You've heard it all over the mainstream media and in the blogospohere: Barack Obama wants to impose ruinous new taxes on poor Joe the plumber, taxes so onerous that they would make it very difficult for the guy to make ends meet.
But how close to the truth are these claims? Let's examine the facts for a minute, as realayed by this BBC news article:
Joe Wurzelbacher is an Ohio man thinking of buying a plumbing business who has briefly come to prominence in the US presidential debate.
Last week, when Democratic candidate Barack Obama came to his hometown of Holland, Ohio, Mr Wurzelbacher told the presidential hopeful that the Democrat's tax plans would prevent him from buying the business where he has worked for years.
Mr Wurzelbacher said the company earned $250,000-$280,000 (£144,800-£162,250) a year, and he challenged Mr Obama: "Your new tax plan is going to tax me more, isn't it?"
Mr Obama said that under his proposals, taxes on any revenue below $250,000 would remain the same, but that earnings above that level would be subject to a 39% tax, instead of the current 36% rate.
So, according to the facts as spelled out above, were Joe the plumber to buy the business in question (keep in mind that he doesn't even own this business yet, so at this point the argument is purely speculative) he would fall into that roughly 2% of small businesses that would pay additional taxes under the Obama plan. OK, but how much more would Joe end up paying? Well, do the math:
1) All income below $250,000 remains taxed at the current rate.

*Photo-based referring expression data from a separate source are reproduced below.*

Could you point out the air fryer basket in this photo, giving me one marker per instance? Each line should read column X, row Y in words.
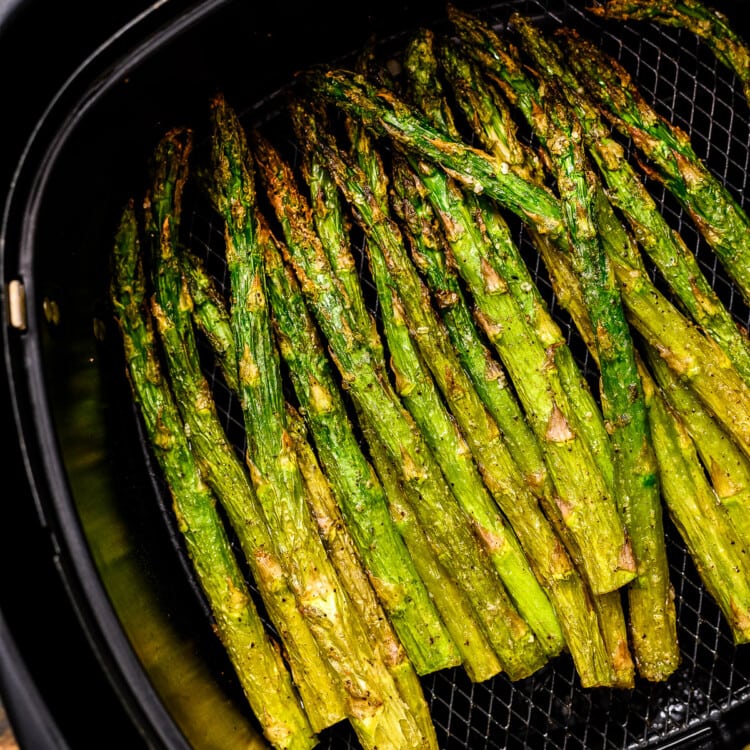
column 105, row 500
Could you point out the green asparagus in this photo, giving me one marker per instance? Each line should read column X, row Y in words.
column 446, row 525
column 652, row 618
column 352, row 572
column 689, row 353
column 378, row 713
column 264, row 676
column 716, row 212
column 357, row 489
column 217, row 458
column 361, row 498
column 666, row 248
column 416, row 337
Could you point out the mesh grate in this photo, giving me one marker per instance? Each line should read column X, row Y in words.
column 550, row 710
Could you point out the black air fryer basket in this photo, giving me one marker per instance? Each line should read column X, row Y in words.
column 101, row 501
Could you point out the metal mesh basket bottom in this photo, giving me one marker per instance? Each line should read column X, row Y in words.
column 549, row 709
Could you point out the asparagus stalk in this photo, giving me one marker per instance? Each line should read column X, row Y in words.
column 415, row 337
column 360, row 495
column 444, row 522
column 211, row 316
column 490, row 383
column 265, row 678
column 720, row 559
column 691, row 501
column 411, row 205
column 363, row 503
column 554, row 568
column 727, row 467
column 717, row 214
column 223, row 471
column 497, row 134
column 420, row 394
column 652, row 617
column 582, row 489
column 478, row 656
column 296, row 333
column 378, row 713
column 626, row 189
column 694, row 358
column 712, row 26
column 351, row 569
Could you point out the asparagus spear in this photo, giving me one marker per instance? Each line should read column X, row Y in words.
column 357, row 489
column 411, row 205
column 392, row 271
column 687, row 351
column 666, row 248
column 264, row 676
column 478, row 657
column 727, row 467
column 653, row 626
column 719, row 557
column 443, row 521
column 489, row 380
column 351, row 569
column 492, row 120
column 412, row 345
column 362, row 500
column 717, row 214
column 211, row 315
column 690, row 499
column 582, row 488
column 420, row 394
column 297, row 335
column 712, row 26
column 378, row 713
column 223, row 471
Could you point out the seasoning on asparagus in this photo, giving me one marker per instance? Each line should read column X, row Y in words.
column 689, row 353
column 665, row 246
column 491, row 118
column 444, row 522
column 378, row 713
column 397, row 582
column 712, row 26
column 716, row 212
column 302, row 348
column 478, row 657
column 397, row 292
column 727, row 467
column 420, row 350
column 353, row 574
column 360, row 495
column 256, row 658
column 721, row 560
column 217, row 458
column 653, row 629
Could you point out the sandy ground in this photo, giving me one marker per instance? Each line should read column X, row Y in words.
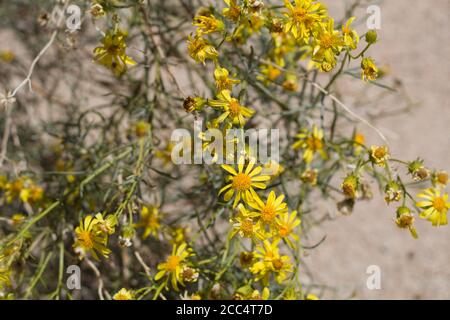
column 415, row 43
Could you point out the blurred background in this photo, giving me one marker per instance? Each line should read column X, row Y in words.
column 414, row 44
column 414, row 47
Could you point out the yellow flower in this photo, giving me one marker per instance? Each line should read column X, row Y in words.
column 351, row 37
column 97, row 10
column 290, row 83
column 233, row 12
column 303, row 18
column 244, row 225
column 405, row 220
column 435, row 206
column 392, row 192
column 175, row 263
column 149, row 221
column 269, row 211
column 232, row 109
column 165, row 154
column 418, row 170
column 223, row 82
column 286, row 225
column 191, row 104
column 107, row 225
column 112, row 54
column 200, row 49
column 124, row 294
column 311, row 143
column 256, row 295
column 207, row 24
column 311, row 296
column 350, row 186
column 89, row 238
column 379, row 155
column 24, row 189
column 242, row 182
column 359, row 141
column 179, row 235
column 369, row 71
column 440, row 178
column 328, row 44
column 270, row 262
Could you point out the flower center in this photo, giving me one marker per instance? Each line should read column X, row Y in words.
column 442, row 177
column 172, row 263
column 314, row 143
column 299, row 15
column 235, row 108
column 241, row 182
column 439, row 204
column 327, row 41
column 268, row 213
column 247, row 227
column 273, row 74
column 86, row 238
column 380, row 153
column 277, row 264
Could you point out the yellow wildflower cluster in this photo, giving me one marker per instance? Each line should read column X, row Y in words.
column 91, row 236
column 22, row 188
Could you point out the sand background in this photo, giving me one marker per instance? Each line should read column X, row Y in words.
column 415, row 44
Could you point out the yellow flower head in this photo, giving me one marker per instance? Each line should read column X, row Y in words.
column 269, row 211
column 233, row 12
column 223, row 81
column 440, row 178
column 89, row 238
column 233, row 111
column 309, row 176
column 417, row 170
column 107, row 225
column 350, row 36
column 328, row 44
column 7, row 56
column 434, row 207
column 207, row 24
column 379, row 155
column 200, row 49
column 350, row 186
column 393, row 192
column 405, row 220
column 369, row 71
column 112, row 54
column 124, row 294
column 290, row 83
column 303, row 18
column 242, row 182
column 245, row 226
column 270, row 262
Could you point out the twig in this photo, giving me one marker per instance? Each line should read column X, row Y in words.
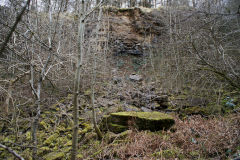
column 11, row 151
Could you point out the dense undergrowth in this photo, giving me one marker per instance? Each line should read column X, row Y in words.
column 194, row 137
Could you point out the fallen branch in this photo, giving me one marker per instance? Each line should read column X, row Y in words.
column 11, row 151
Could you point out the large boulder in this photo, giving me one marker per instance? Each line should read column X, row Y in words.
column 121, row 121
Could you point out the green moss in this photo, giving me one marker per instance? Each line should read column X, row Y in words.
column 116, row 128
column 28, row 135
column 121, row 121
column 196, row 110
column 54, row 156
column 51, row 139
column 143, row 115
column 79, row 156
column 44, row 124
column 87, row 128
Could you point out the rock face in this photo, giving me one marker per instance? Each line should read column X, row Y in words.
column 121, row 121
column 135, row 77
column 131, row 27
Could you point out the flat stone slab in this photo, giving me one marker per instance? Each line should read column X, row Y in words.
column 153, row 121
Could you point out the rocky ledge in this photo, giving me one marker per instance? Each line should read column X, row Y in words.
column 121, row 121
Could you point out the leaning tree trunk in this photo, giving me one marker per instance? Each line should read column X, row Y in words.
column 81, row 27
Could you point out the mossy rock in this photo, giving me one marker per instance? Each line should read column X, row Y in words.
column 153, row 121
column 195, row 110
column 54, row 156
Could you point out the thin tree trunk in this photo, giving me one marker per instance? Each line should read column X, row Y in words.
column 18, row 19
column 81, row 27
column 99, row 133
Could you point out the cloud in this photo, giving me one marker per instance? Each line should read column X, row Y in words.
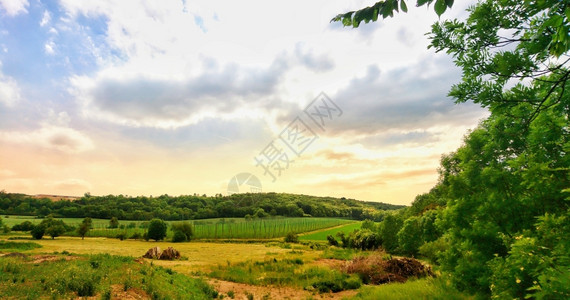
column 320, row 63
column 143, row 100
column 14, row 7
column 59, row 138
column 73, row 184
column 403, row 100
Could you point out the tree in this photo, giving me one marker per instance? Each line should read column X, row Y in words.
column 114, row 222
column 183, row 232
column 388, row 230
column 38, row 231
column 410, row 236
column 512, row 169
column 156, row 229
column 84, row 227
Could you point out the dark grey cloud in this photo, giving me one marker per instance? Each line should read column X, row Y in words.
column 141, row 99
column 317, row 63
column 407, row 99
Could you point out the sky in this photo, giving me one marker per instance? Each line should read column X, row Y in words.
column 181, row 97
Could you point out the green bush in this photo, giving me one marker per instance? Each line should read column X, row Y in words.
column 291, row 237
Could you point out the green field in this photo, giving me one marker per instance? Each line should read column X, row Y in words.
column 228, row 228
column 321, row 235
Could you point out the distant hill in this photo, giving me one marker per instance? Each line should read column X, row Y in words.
column 192, row 206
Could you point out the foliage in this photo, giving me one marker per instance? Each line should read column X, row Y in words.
column 410, row 236
column 386, row 9
column 183, row 232
column 388, row 230
column 157, row 229
column 513, row 168
column 291, row 237
column 24, row 226
column 364, row 239
column 188, row 207
column 114, row 222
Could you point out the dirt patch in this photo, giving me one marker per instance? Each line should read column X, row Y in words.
column 118, row 292
column 241, row 291
column 332, row 263
column 14, row 254
column 38, row 259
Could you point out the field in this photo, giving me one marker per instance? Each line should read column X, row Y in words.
column 229, row 228
column 272, row 270
column 321, row 235
column 231, row 258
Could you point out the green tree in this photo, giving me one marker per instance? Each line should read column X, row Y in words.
column 38, row 231
column 514, row 167
column 114, row 222
column 388, row 230
column 84, row 227
column 157, row 229
column 410, row 236
column 183, row 232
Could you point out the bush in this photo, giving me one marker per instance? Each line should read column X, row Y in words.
column 291, row 237
column 24, row 226
column 179, row 237
column 332, row 241
column 184, row 230
column 156, row 229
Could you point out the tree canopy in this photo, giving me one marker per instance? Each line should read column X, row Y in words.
column 497, row 220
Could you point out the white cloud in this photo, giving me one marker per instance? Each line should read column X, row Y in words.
column 45, row 19
column 49, row 48
column 64, row 139
column 14, row 7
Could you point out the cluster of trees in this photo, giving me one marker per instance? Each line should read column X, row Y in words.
column 192, row 207
column 498, row 220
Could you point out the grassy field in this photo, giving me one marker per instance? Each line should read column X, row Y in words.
column 321, row 235
column 237, row 269
column 229, row 228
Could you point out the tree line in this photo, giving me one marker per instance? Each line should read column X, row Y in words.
column 187, row 207
column 498, row 220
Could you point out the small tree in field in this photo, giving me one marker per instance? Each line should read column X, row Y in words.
column 114, row 222
column 84, row 227
column 156, row 229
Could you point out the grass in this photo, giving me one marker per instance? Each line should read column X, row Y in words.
column 426, row 288
column 321, row 235
column 196, row 254
column 18, row 246
column 221, row 228
column 286, row 272
column 94, row 275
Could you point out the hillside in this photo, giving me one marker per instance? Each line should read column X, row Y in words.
column 193, row 206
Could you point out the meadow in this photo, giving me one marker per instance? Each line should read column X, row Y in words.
column 220, row 228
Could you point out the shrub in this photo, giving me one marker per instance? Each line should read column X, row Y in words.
column 156, row 229
column 291, row 237
column 184, row 228
column 24, row 226
column 179, row 237
column 332, row 240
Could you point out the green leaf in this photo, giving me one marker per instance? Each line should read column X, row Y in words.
column 440, row 7
column 422, row 2
column 403, row 6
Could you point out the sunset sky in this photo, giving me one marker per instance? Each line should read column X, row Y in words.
column 177, row 97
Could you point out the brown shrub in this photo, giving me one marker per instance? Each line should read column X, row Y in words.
column 375, row 270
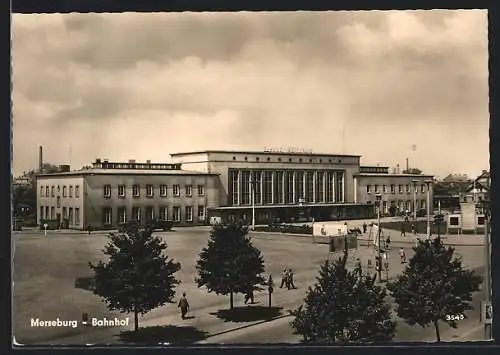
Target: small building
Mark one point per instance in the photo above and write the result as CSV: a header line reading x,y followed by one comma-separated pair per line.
x,y
399,192
111,193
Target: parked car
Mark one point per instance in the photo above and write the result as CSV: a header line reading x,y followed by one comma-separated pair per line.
x,y
421,212
156,224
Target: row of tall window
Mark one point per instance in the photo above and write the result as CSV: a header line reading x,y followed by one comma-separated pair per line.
x,y
67,191
285,187
73,215
403,205
177,214
401,188
150,190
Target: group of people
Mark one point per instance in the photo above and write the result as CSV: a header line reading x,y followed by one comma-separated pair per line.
x,y
287,279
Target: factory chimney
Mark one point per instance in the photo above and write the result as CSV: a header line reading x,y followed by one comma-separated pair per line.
x,y
40,160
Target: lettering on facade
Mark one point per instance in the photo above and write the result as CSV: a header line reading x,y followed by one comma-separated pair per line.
x,y
288,150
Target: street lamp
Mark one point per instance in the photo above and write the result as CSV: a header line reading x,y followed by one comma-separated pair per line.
x,y
252,186
414,199
487,246
428,183
378,197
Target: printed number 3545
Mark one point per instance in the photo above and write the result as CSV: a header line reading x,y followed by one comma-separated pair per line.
x,y
454,317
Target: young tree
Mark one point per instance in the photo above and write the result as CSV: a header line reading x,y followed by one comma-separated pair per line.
x,y
230,263
435,286
344,307
138,276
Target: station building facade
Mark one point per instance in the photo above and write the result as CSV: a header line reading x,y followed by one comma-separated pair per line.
x,y
112,193
287,187
405,192
230,185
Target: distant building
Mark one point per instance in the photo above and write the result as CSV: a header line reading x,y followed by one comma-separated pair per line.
x,y
399,192
115,192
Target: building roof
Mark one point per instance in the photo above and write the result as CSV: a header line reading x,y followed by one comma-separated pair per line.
x,y
394,175
262,152
124,172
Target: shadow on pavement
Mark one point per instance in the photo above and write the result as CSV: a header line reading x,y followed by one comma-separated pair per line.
x,y
174,335
248,314
85,283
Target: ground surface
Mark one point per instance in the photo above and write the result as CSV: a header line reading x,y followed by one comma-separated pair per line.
x,y
45,271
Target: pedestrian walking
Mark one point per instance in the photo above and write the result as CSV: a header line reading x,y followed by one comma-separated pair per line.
x,y
183,305
402,255
284,277
249,297
359,267
290,283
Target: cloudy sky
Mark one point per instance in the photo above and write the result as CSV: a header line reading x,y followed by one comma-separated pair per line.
x,y
141,86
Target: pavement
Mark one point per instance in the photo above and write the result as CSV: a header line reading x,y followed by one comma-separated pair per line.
x,y
279,250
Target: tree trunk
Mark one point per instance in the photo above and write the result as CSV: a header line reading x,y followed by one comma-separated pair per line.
x,y
136,320
436,326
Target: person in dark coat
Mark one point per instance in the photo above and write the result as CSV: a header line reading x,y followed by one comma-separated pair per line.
x,y
284,278
183,305
290,283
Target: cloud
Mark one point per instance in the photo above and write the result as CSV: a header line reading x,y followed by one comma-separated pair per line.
x,y
143,85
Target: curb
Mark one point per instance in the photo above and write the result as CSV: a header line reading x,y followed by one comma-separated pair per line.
x,y
365,240
248,325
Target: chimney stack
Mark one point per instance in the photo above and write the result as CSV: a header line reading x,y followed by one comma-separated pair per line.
x,y
40,160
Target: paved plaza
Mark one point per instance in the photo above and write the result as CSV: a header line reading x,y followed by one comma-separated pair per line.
x,y
46,269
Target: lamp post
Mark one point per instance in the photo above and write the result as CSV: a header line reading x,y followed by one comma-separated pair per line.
x,y
414,199
487,256
378,197
252,186
428,183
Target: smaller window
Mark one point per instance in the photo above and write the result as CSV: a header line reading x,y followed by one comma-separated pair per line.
x,y
163,190
107,191
121,190
135,190
189,213
149,191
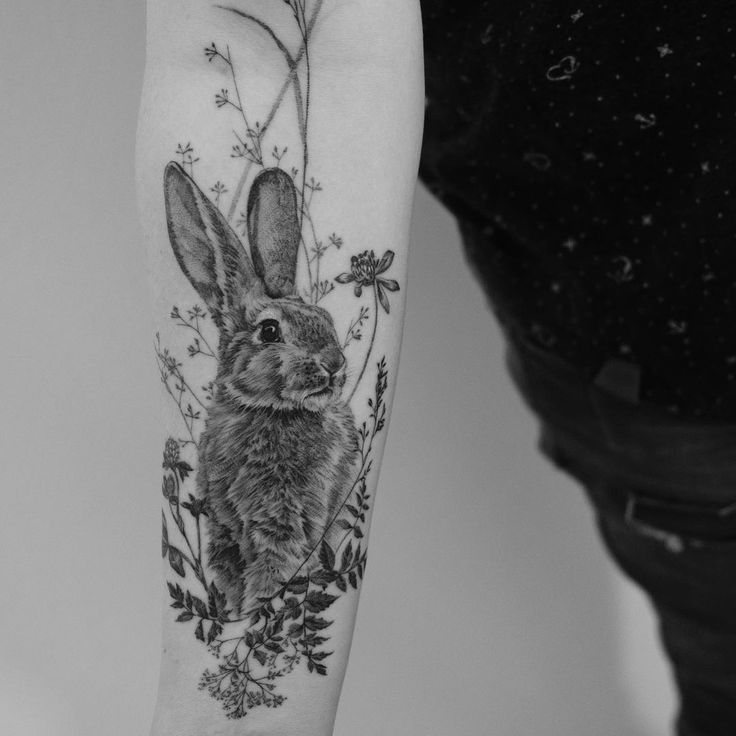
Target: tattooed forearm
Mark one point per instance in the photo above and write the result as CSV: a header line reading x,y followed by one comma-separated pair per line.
x,y
266,479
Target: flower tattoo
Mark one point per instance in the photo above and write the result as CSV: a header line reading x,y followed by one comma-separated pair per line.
x,y
365,270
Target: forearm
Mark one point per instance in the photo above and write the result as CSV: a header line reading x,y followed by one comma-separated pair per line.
x,y
277,243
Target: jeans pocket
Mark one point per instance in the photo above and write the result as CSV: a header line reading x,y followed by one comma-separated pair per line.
x,y
681,524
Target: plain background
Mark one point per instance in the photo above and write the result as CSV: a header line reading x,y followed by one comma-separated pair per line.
x,y
489,606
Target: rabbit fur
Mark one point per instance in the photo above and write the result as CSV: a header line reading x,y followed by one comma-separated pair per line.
x,y
278,452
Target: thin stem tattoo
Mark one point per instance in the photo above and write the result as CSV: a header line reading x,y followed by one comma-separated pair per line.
x,y
260,557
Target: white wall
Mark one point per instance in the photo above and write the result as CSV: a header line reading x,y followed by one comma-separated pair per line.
x,y
489,606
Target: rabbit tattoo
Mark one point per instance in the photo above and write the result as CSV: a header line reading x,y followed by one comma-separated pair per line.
x,y
278,452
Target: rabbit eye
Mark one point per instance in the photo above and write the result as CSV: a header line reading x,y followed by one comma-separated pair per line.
x,y
270,331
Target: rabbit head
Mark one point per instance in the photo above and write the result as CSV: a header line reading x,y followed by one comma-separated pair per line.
x,y
275,350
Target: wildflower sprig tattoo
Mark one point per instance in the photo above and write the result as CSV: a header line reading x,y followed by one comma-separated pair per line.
x,y
262,608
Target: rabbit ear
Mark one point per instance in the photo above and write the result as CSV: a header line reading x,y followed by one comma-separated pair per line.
x,y
208,251
274,231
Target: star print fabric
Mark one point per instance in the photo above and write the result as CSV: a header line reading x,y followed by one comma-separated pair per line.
x,y
588,151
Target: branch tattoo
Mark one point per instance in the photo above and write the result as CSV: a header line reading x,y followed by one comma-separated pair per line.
x,y
266,488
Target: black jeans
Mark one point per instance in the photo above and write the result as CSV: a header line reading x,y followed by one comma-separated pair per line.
x,y
664,492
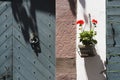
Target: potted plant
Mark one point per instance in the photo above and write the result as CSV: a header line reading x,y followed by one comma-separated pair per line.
x,y
87,47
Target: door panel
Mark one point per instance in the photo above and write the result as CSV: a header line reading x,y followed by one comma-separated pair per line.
x,y
113,39
27,45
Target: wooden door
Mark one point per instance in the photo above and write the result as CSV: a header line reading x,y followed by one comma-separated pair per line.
x,y
113,39
27,45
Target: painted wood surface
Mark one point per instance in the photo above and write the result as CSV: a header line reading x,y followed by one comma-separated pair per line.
x,y
18,20
113,39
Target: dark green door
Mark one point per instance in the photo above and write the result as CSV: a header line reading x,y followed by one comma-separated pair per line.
x,y
113,39
27,40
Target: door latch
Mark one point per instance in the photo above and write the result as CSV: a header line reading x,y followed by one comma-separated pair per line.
x,y
6,74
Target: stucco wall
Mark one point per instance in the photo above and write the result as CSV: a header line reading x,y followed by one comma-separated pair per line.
x,y
90,68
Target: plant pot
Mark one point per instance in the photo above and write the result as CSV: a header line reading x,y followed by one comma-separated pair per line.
x,y
87,51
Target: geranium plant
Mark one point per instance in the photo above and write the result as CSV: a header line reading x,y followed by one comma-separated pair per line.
x,y
87,37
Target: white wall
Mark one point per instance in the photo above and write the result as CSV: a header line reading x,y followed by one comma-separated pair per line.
x,y
90,68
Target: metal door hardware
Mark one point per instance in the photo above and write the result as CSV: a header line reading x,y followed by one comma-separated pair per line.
x,y
6,74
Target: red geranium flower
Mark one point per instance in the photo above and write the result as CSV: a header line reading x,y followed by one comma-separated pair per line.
x,y
94,21
81,22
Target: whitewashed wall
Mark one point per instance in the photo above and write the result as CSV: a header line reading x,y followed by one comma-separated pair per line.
x,y
90,68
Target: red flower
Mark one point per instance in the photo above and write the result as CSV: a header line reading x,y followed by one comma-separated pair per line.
x,y
94,21
81,22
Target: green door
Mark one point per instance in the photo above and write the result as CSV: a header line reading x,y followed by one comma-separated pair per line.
x,y
113,39
27,40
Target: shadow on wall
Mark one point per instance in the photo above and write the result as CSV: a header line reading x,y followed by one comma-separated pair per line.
x,y
24,12
72,4
94,68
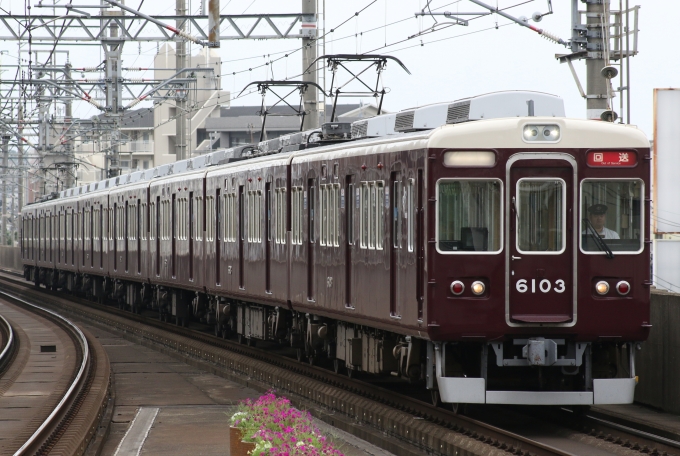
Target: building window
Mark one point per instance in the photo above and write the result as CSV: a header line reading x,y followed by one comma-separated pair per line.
x,y
372,206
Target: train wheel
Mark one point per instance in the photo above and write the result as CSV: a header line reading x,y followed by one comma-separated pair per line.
x,y
338,365
434,395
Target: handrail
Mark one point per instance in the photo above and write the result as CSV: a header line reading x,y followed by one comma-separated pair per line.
x,y
81,373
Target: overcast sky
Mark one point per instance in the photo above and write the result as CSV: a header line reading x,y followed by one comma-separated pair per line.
x,y
452,63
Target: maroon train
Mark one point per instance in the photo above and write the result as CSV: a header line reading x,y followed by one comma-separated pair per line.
x,y
496,261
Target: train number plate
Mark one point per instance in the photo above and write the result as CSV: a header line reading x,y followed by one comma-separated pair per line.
x,y
540,286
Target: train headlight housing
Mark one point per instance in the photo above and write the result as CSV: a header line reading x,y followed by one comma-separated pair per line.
x,y
457,287
478,288
541,133
623,288
602,287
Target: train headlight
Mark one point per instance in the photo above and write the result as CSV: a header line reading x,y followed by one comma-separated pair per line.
x,y
541,133
478,288
457,287
602,287
623,288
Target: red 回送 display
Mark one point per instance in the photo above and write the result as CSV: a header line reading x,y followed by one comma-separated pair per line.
x,y
612,158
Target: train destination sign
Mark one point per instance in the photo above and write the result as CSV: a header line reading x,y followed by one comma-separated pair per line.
x,y
612,158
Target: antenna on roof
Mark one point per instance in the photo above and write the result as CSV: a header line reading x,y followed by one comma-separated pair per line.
x,y
333,62
267,86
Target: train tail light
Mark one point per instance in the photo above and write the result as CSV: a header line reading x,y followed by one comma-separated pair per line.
x,y
623,288
478,288
457,287
602,287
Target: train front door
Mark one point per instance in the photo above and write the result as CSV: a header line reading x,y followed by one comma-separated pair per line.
x,y
540,240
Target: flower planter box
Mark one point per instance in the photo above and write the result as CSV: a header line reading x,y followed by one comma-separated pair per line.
x,y
237,447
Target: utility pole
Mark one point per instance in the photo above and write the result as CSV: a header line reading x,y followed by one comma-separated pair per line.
x,y
182,95
5,171
68,145
310,99
20,156
113,47
597,14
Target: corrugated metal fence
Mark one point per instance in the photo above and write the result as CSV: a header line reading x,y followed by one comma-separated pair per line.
x,y
658,363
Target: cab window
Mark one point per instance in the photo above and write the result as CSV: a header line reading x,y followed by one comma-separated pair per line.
x,y
611,209
469,215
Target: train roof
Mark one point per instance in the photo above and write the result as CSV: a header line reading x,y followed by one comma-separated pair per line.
x,y
464,123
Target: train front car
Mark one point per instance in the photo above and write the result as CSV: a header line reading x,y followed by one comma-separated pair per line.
x,y
538,281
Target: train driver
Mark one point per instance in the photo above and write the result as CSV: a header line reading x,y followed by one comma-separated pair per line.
x,y
597,214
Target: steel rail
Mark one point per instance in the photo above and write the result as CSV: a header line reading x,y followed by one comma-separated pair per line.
x,y
56,413
8,349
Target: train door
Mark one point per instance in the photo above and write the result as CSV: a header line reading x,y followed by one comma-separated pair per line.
x,y
241,235
116,229
157,231
126,235
218,234
311,236
138,234
173,236
395,228
90,234
420,243
268,236
540,244
351,206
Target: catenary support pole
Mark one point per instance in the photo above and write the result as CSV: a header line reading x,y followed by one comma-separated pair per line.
x,y
181,96
596,84
5,172
311,96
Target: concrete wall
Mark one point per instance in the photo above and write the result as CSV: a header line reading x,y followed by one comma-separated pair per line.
x,y
10,258
658,363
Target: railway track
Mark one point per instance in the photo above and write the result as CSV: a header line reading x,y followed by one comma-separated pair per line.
x,y
54,386
397,422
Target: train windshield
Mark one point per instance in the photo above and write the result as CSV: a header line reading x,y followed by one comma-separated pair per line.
x,y
541,219
469,215
611,209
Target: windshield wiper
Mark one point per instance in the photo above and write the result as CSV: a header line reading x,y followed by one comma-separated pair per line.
x,y
598,240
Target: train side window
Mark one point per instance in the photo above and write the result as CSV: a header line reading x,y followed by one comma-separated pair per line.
x,y
396,217
468,216
280,207
152,220
379,215
410,213
323,211
259,215
612,209
210,216
296,199
541,216
335,212
365,218
349,205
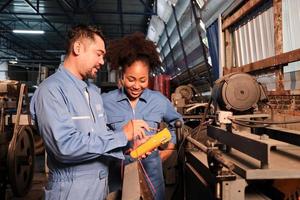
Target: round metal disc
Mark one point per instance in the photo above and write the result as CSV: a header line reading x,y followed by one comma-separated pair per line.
x,y
20,158
240,92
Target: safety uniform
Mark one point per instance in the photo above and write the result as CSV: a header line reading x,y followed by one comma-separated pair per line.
x,y
71,120
153,108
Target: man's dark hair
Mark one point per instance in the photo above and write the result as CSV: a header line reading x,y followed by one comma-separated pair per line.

2) according to Joe's own estimates, that leaves between $0 to $30,000 that would be taxed under the new rate.
3) Let's assume a "worst" case scenario and use $30,000 as our baseline.
4) Obama's plan represents an increase of 3% over the current tax rate (39% vs. 36%)
So under the Obama plan, Joe, whose business brings in $280,000 profit every year, would pay an additional, back breaking $900
And that's going to keep him from buying the business? Not exactly Joe the pauper, is it? Something just doesn't add up.